Bella Kilomba, vice-presidenta do CRP18-MT, fez questão de evidenciar o foco do debate: "A mobilização das psicólogas foi impressionante. É preciso informar que a audiência ocorreu na Comissão Especial da Câmara que discute o PL 8.085/2014, e não na Comissão Mista que trata da Medida Provisória 1.327/2025, instaurada no dia anterior." Segundo ela, o CRP-18/MT, por meio da Assessoria de Relações Institucionais e Governamentais (ARIG), mantém constante articulação com o Conselho Federal de Psicologia (CFP) e demais entidades para definir os melhores rumos da atuação institucional. "Mobilização precisa vir acompanhada de estratégia, sob o risco de gastarmos muita energia para pouco ou nenhum resultado concreto", alertou.
Os deputados da Comissão Especial do PL 8.085/2014 promoveram a audiência com o objetivo de discutir pontos considerados críticos na Medida Provisória, na Resolução Contran nº 1.020/2025 e na Portaria Senatran nº 927/2025. Entre os principais temas debatidos foi a renovação automática da CNH para condutores classificados como "bons motoristas" e o estabelecimento de um teto nacional para o conjunto das avaliações psicológica e médica.
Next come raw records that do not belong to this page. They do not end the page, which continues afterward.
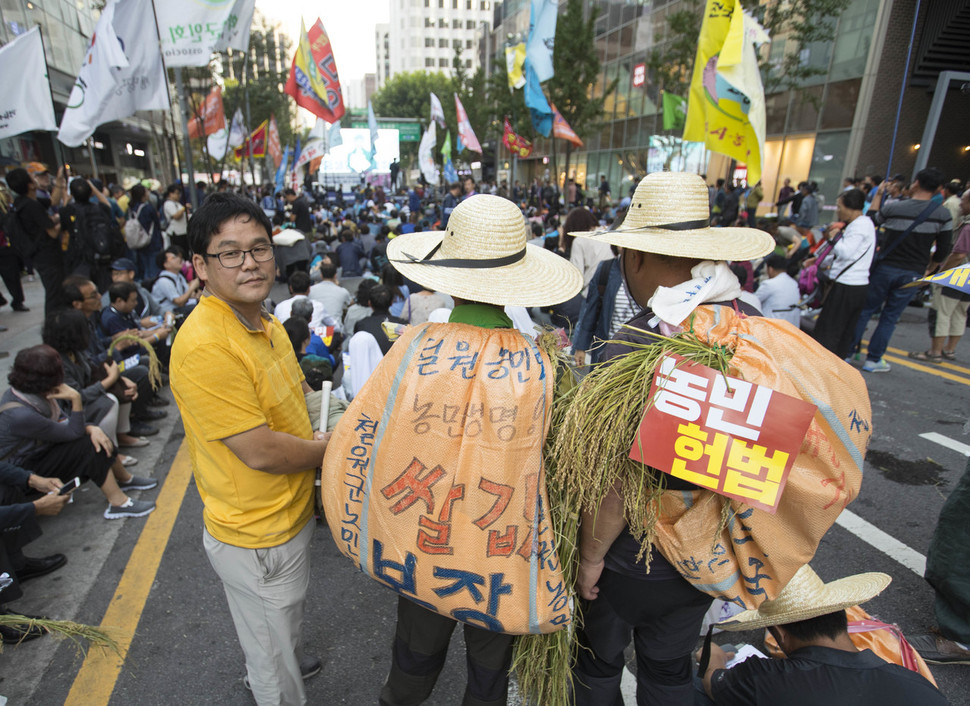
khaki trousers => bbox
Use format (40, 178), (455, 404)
(203, 521), (313, 706)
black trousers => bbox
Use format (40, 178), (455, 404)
(0, 484), (41, 605)
(0, 248), (24, 304)
(573, 569), (713, 706)
(380, 596), (515, 706)
(813, 282), (869, 358)
(18, 434), (117, 488)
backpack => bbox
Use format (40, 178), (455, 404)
(3, 199), (38, 260)
(125, 204), (152, 250)
(74, 204), (124, 265)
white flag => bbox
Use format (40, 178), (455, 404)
(431, 93), (445, 129)
(0, 27), (57, 140)
(57, 0), (171, 147)
(155, 0), (256, 66)
(229, 108), (249, 148)
(418, 120), (438, 184)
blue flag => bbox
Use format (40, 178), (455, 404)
(525, 59), (552, 137)
(525, 0), (559, 81)
(444, 159), (458, 184)
(275, 145), (290, 193)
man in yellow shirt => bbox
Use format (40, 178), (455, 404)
(170, 193), (329, 704)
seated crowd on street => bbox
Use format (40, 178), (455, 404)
(0, 160), (970, 706)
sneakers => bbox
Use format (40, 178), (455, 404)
(243, 655), (323, 691)
(104, 498), (155, 520)
(909, 635), (970, 664)
(862, 358), (890, 373)
(118, 475), (158, 490)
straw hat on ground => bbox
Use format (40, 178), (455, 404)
(570, 172), (775, 260)
(387, 194), (584, 306)
(717, 564), (892, 631)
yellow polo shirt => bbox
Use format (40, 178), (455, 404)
(169, 296), (314, 549)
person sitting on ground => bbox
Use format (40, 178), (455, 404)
(354, 284), (407, 355)
(99, 282), (172, 367)
(0, 461), (70, 645)
(41, 309), (148, 456)
(61, 275), (168, 428)
(152, 245), (202, 314)
(0, 343), (158, 520)
(273, 270), (327, 326)
(701, 564), (947, 706)
(755, 254), (801, 327)
(310, 261), (353, 319)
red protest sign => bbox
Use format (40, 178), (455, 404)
(630, 354), (816, 514)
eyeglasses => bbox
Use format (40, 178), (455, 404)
(203, 243), (273, 269)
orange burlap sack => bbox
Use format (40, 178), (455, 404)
(322, 324), (571, 634)
(765, 606), (937, 686)
(655, 305), (871, 608)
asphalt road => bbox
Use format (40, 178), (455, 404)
(0, 278), (970, 706)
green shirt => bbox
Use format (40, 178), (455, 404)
(448, 304), (514, 328)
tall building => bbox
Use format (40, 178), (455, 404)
(0, 0), (166, 182)
(374, 23), (391, 88)
(378, 0), (492, 77)
(487, 0), (970, 214)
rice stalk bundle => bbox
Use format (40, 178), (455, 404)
(108, 333), (162, 390)
(0, 613), (121, 657)
(513, 326), (733, 706)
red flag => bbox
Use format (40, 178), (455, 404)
(189, 86), (226, 139)
(266, 115), (283, 169)
(549, 103), (583, 147)
(307, 17), (344, 123)
(236, 120), (269, 159)
(502, 118), (532, 159)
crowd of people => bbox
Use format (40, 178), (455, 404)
(0, 158), (970, 706)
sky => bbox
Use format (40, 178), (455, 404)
(256, 0), (390, 82)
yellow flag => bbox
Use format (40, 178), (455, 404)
(684, 0), (768, 184)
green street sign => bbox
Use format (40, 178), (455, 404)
(350, 118), (421, 142)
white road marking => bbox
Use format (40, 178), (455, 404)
(919, 431), (970, 456)
(835, 510), (926, 576)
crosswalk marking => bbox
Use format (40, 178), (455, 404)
(919, 431), (970, 456)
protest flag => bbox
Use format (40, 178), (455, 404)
(502, 118), (532, 159)
(0, 27), (57, 139)
(683, 0), (768, 184)
(155, 0), (256, 68)
(455, 93), (482, 154)
(549, 103), (583, 147)
(57, 0), (171, 147)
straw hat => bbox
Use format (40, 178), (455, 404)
(387, 194), (583, 306)
(717, 564), (892, 631)
(570, 172), (775, 260)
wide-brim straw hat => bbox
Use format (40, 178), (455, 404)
(717, 564), (892, 632)
(570, 172), (775, 260)
(387, 194), (583, 306)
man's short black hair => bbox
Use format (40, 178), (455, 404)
(7, 167), (30, 196)
(108, 282), (138, 304)
(778, 610), (849, 642)
(839, 189), (866, 211)
(286, 270), (310, 294)
(188, 192), (273, 255)
(916, 167), (944, 191)
(367, 284), (394, 311)
(320, 262), (337, 279)
(69, 179), (94, 204)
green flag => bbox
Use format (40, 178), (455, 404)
(441, 130), (451, 162)
(663, 91), (687, 130)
Essas medidas geraram forte preocupação entre as categorias médica e psicológica, especialmente quanto aos possíveis impactos na segurança viária. A ausência de avaliações periódicas, tanto médicas quanto psicológicas, pode representar potencial risco ao desconsiderar mudanças nas condições físicas e mentais dos condutores ao longo do tempo.
Durante a audiência, representantes do Conselho Federal de Psicologia defenderam amplamente a importância da avaliação psicológica, ressaltando que esse processo constitui um instrumento técnico e científico essencial para a análise da aptidão para dirigir. Diferentemente de entrevistas superficiais, a avaliação psicológica permite identificar aspectos cognitivos, emocionais e comportamentais diretamente relacionados à condução segura de veículos. Entidades como a Associação Brasileira de Psicologia do Trânsito e a Associação Brasileira de Medicina de Tráfego também participaram da audiência pública, defendendo a manutenção de critérios técnicos rigorosos nos processos de habilitação.
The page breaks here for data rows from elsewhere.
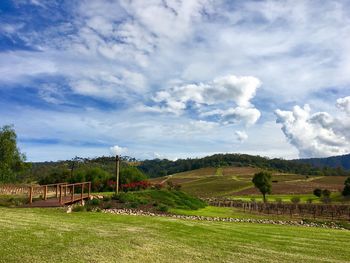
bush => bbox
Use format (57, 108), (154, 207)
(86, 198), (101, 206)
(174, 184), (181, 191)
(72, 205), (86, 212)
(167, 181), (174, 191)
(154, 184), (164, 190)
(342, 177), (350, 196)
(322, 189), (331, 198)
(306, 198), (313, 204)
(275, 198), (282, 204)
(102, 196), (112, 202)
(102, 203), (112, 209)
(157, 204), (169, 212)
(321, 196), (332, 204)
(314, 188), (322, 197)
(290, 196), (300, 205)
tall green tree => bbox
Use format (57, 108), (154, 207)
(252, 172), (271, 202)
(0, 125), (26, 182)
(342, 177), (350, 196)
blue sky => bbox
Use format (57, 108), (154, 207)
(0, 0), (350, 161)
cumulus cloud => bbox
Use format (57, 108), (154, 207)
(149, 75), (261, 125)
(337, 96), (350, 115)
(235, 131), (248, 142)
(275, 97), (350, 157)
(109, 145), (128, 155)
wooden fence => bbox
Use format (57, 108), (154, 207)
(206, 199), (350, 221)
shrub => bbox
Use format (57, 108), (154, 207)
(86, 198), (101, 206)
(342, 177), (350, 196)
(72, 205), (86, 212)
(102, 203), (112, 209)
(102, 196), (112, 202)
(290, 196), (300, 205)
(306, 198), (313, 204)
(167, 181), (174, 191)
(322, 189), (331, 198)
(275, 197), (282, 204)
(174, 184), (182, 191)
(154, 184), (164, 190)
(314, 188), (322, 197)
(321, 196), (331, 204)
(157, 204), (169, 212)
(252, 172), (272, 202)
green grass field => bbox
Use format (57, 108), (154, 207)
(151, 167), (346, 202)
(0, 208), (350, 263)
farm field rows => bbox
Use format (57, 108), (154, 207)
(151, 167), (346, 201)
(0, 208), (350, 263)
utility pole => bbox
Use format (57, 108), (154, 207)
(115, 155), (119, 194)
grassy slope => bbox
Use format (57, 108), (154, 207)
(115, 189), (206, 209)
(153, 167), (346, 201)
(0, 208), (350, 262)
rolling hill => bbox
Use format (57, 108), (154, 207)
(296, 154), (350, 170)
(151, 167), (346, 198)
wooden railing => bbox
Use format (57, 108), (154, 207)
(59, 182), (91, 205)
(28, 182), (91, 205)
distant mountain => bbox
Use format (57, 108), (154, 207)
(296, 154), (350, 171)
(138, 154), (350, 178)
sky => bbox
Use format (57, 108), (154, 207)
(0, 0), (350, 161)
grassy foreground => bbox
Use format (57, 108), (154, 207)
(0, 208), (350, 262)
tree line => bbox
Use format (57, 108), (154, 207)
(139, 154), (350, 177)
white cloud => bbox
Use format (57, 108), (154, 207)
(275, 98), (350, 157)
(337, 96), (350, 115)
(109, 145), (128, 155)
(235, 131), (248, 142)
(0, 0), (350, 162)
(150, 72), (261, 125)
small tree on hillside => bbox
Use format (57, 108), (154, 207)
(342, 177), (350, 196)
(252, 172), (271, 202)
(314, 188), (322, 197)
(0, 126), (26, 182)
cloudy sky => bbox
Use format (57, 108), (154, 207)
(0, 0), (350, 161)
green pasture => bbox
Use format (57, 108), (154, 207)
(0, 208), (350, 263)
(230, 192), (350, 203)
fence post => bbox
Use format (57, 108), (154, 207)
(71, 184), (74, 202)
(29, 186), (33, 204)
(80, 183), (85, 205)
(88, 182), (91, 199)
(60, 185), (63, 205)
(56, 184), (58, 198)
(44, 185), (47, 200)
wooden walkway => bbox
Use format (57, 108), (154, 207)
(27, 182), (91, 207)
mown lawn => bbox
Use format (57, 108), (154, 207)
(0, 208), (350, 262)
(230, 192), (350, 203)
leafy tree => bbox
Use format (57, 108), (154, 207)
(314, 188), (322, 197)
(290, 196), (300, 205)
(252, 172), (271, 202)
(342, 177), (350, 196)
(119, 166), (147, 184)
(322, 189), (331, 198)
(0, 125), (27, 182)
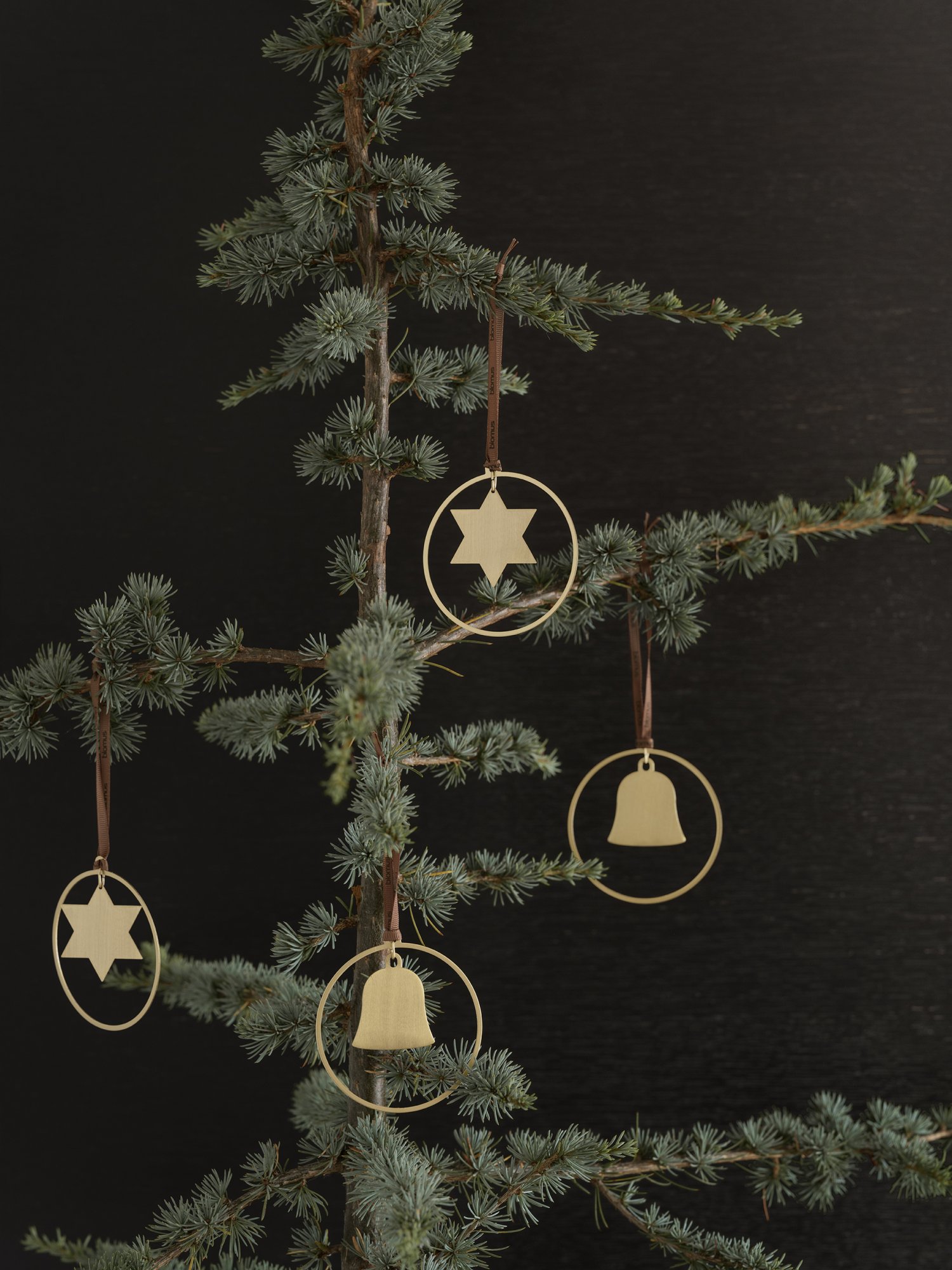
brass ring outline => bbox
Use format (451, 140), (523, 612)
(53, 869), (162, 1031)
(314, 941), (482, 1115)
(423, 470), (579, 639)
(567, 745), (724, 904)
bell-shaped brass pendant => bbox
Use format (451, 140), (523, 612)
(608, 758), (687, 847)
(353, 952), (433, 1049)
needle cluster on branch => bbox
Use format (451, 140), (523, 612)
(11, 0), (952, 1270)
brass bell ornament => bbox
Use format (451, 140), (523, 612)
(608, 753), (687, 847)
(353, 950), (434, 1049)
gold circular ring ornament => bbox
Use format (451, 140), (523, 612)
(53, 869), (162, 1031)
(423, 469), (579, 639)
(314, 942), (482, 1115)
(569, 745), (724, 904)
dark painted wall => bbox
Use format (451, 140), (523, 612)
(3, 0), (952, 1270)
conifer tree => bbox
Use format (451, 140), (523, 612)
(0, 0), (952, 1270)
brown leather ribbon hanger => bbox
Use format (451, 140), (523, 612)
(383, 851), (404, 944)
(628, 597), (655, 749)
(89, 662), (110, 874)
(484, 239), (518, 472)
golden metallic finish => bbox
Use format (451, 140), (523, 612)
(314, 944), (482, 1115)
(353, 952), (433, 1049)
(569, 747), (724, 904)
(608, 758), (687, 847)
(53, 869), (162, 1031)
(449, 486), (536, 587)
(423, 470), (579, 639)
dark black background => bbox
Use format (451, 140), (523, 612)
(3, 0), (952, 1270)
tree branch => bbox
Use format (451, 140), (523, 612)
(418, 512), (952, 662)
(594, 1129), (952, 1190)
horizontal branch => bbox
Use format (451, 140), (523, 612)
(418, 512), (952, 660)
(594, 1129), (952, 1190)
(62, 645), (325, 721)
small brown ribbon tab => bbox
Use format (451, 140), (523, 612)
(383, 851), (402, 944)
(89, 662), (110, 872)
(628, 587), (655, 749)
(484, 239), (517, 472)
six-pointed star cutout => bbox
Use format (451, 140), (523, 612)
(449, 489), (536, 587)
(60, 886), (142, 979)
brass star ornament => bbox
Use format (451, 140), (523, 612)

Outro ponto abordado foi o Projeto de Lei nº 4.111/2023, de autoria do presidente do Congresso Nacional, Davi Alcolumbre, que propõe tornar obrigatória a avaliação psicológica na renovação da CNH para todos os condutores. A medida busca fortalecer uma abordagem preventiva na segurança viária, alinhada à defesa da saúde e da vida no trânsito.
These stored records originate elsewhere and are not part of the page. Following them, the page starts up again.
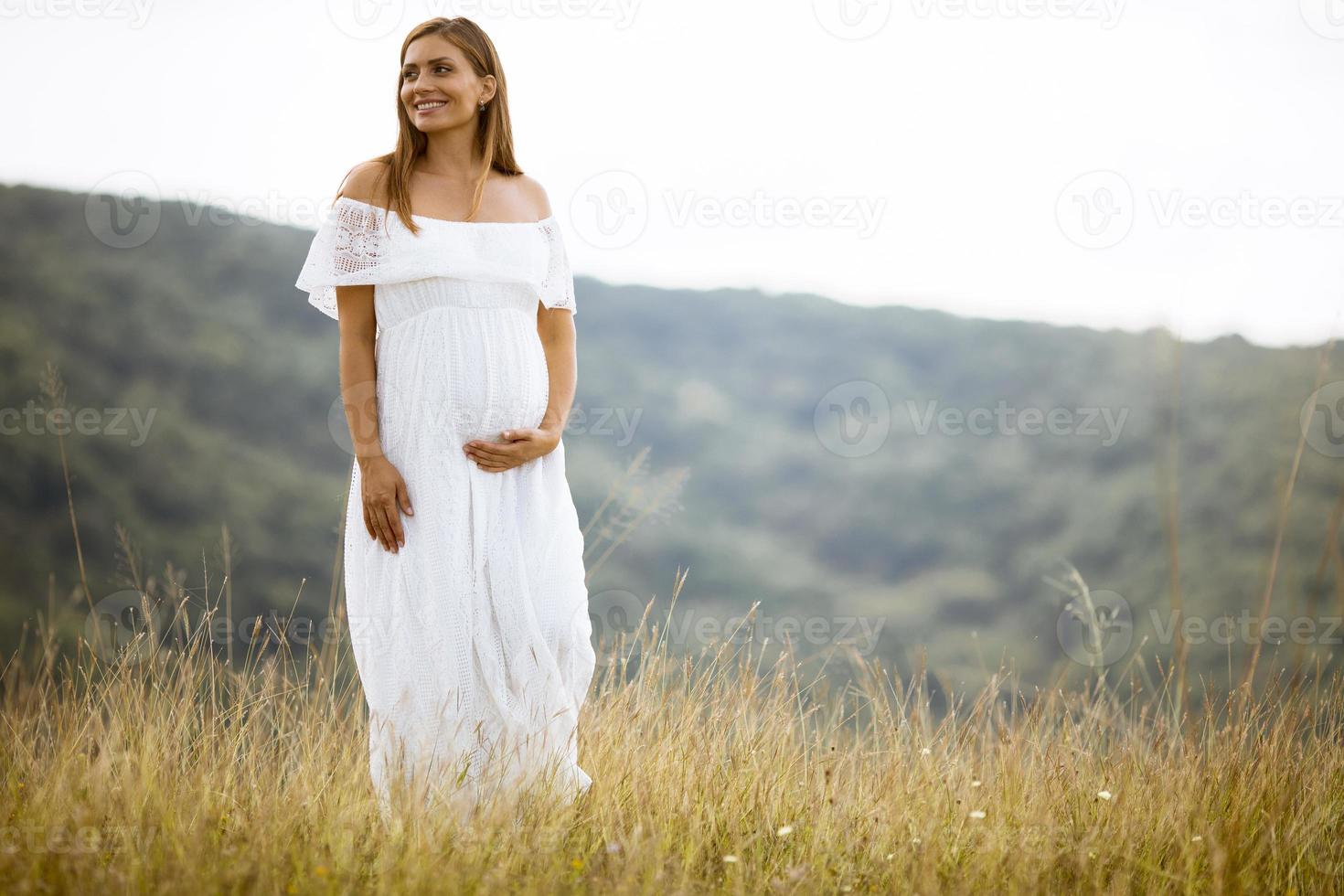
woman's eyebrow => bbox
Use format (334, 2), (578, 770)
(402, 57), (453, 69)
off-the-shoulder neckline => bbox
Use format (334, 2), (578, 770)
(336, 197), (555, 227)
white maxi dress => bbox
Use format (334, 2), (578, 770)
(295, 197), (595, 818)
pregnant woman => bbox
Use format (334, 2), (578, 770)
(297, 17), (594, 818)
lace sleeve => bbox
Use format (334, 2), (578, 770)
(540, 217), (580, 315)
(294, 197), (389, 320)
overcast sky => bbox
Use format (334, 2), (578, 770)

Durante o debate, representantes governamentais apresentaram argumentos voltados à modernização do sistema, como a redução de custos, a simplificação de processos, a implementação de uma CNH exclusivamente digital e a fixação de um teto nacional para os valores dos exames médicos e psicológicos. Ainda assim, foi consenso entre especialistas que qualquer medida de desburocratização deve priorizar, acima de tudo, a preservação da vida e segurança na sociedade.
A psicóloga do tráfego e membro da Comissão de Psicologia do Tráfego do CRP18-MT, Dayana Roberta Pereira de Oliveira, que esteve presente no evento, avaliou: “De forma geral, os debates reforçaram a necessidade de equilíbrio entre a modernização do sistema de trânsito e a garantia de segurança para toda a população, destacando a avaliação psicológica como um elemento essencial nesse processo. Como participante da audiência, compreendo que as discussões avançam no sentido de construir políticas públicas mais responsáveis, fundamentadas em evidências científicas e comprometidas com a proteção da vida.”
A participação dos Conselhos de Psicologia na audiência pública foi fundamental para garantir que o debate sobre as mudanças no Código de Trânsito Brasileiro incorporasse uma perspectiva técnica, científica e comprometida com a segurança da população, evidenciando o papel estratégico da Psicologia na avaliação da aptidão para dirigir.